O STJ (Supremo Tribunal de Justiça) entendeu que, em um caso de erro cometido em cirurgia, tanto a médica quanto a Unimed são responsáveis solidariamente pelo ato. Dessa maneira, a 4ª Turma do Tribunal determinou o pagamento de R$ 15 mil por danos morais a uma paciente que teve problemas após cirurgia de retirada de cistos no ovário.

O imbróglio judicial teve início quando a cliente foi à Justiça pedir reparação por danos morais e estéticos, em ação contra a médica, o hospital e a Unimed, em virtude de erro cirúrgico. Em primeira instância, o juiz considerou as provas periciais inconclusivas e negou o pedido.

No recurso interposto no TJ-RS (Tribunal de Justiça do Rio Grande do Sul), a decisão foi reformada e ficou estabelecido que somente a médica poderia ser responsabilizada pelo erro. A Corte gaúcha entendeu que a médica não era empregada do hospital e não foi indicada à paciente pela operadora do plano de saúde — embora fosse credenciada como cooperada.
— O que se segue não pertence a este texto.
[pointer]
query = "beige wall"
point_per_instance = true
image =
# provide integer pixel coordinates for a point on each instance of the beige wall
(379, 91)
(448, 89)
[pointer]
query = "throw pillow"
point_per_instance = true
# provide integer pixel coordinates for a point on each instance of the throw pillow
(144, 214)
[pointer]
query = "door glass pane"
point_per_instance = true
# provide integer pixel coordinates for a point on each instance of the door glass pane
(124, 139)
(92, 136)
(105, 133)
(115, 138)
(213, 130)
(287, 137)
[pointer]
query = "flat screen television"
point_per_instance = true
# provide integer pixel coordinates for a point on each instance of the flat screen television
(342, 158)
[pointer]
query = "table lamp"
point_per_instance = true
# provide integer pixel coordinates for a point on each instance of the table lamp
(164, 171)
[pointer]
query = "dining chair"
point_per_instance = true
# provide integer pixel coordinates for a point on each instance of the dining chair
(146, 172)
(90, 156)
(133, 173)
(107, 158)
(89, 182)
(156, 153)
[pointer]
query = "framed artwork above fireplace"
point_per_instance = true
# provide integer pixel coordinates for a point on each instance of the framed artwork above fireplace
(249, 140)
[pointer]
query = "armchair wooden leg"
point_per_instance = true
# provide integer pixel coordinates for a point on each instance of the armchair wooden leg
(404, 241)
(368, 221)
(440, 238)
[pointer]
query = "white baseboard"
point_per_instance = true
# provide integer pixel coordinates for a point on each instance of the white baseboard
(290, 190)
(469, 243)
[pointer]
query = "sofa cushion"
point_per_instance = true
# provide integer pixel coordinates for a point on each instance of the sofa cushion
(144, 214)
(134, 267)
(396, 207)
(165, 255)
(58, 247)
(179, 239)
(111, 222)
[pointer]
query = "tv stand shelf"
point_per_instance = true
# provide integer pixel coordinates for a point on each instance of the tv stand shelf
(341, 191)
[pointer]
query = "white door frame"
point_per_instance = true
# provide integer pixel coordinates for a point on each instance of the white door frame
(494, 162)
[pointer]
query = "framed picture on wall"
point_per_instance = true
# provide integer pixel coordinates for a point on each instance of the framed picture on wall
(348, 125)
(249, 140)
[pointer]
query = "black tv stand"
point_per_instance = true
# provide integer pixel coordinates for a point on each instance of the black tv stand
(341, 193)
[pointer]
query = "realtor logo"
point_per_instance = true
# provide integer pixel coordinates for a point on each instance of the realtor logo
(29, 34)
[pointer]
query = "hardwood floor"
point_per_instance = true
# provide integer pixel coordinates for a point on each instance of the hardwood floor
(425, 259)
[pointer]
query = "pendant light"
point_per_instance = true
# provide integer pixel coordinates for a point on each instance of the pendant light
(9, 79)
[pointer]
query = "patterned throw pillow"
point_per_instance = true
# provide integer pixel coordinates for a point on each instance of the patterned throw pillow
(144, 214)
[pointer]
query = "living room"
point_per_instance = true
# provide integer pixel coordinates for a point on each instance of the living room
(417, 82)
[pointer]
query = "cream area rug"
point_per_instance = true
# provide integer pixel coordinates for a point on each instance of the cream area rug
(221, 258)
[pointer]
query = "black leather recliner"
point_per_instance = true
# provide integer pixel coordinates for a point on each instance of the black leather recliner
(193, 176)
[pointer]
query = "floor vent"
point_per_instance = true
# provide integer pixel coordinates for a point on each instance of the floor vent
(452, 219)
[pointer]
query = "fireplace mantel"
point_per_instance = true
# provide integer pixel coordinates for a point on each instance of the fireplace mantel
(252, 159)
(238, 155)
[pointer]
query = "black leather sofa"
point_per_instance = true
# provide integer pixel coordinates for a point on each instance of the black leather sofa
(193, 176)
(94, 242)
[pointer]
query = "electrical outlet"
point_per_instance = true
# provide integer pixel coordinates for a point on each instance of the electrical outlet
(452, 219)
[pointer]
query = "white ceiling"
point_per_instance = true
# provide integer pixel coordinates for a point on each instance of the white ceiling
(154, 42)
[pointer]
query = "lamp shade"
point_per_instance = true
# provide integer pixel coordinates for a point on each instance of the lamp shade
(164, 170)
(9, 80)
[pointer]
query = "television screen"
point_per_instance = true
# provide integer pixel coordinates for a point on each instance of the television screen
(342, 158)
No STJ, a paciente não contestou a exclusão do hospital, apenas sustentou a responsabilidade da Unimed e pediu aumento do valor da indenização fixado anteriormente (R$ 6 mil). A médica também apelou, mas seu recurso não foi admitido.

O Tribunal foi unânime ao dar provimento ao recurso especial. Em seu voto, o relator, ministro Raul Araújo, observou a distinção entre os contratos de “seguro-saúde” e dos “planos de saúde”.

“No seguro-saúde, há, em regra, livre escolha pelo segurado dos médicos e hospitais e reembolso pela seguradora dos preços prestados por terceiros”, explicou. E concluiu: “nos planos de saúde, a própria operadora assume, por meio dos profissionais e dos recursos hospitalares e laboratoriais próprios ou credenciados, a obrigação de prestar os serviços”, acrescentou ao condenar a Unimed.

Responsabilidade objetiva

Para o relator, não há dúvida de que a operadora do plano de saúde, na condição de fornecedora de serviço, deve responder perante o consumidor pelos defeitos em sua prestação. “Seja quando os fornece por meio de hospital próprio e médicos contratados, ou por meio de médicos e hospitais credenciados”, afirmou, ao citar os artigos 2º, 3º, 14 e 34 do Código de Defesa do Consumidor.

O ministro lembrou que essa responsabilidade é objetiva e solidária em relação ao consumidor. “Na relação interna, respondem médico, hospital e operadora do plano de saúde nos limites da sua culpa. Cabe, inclusive, ação regressiva da operadora contra o médico ou hospital que, por culpa, for o causador do evento danoso”, afirmou o ministro.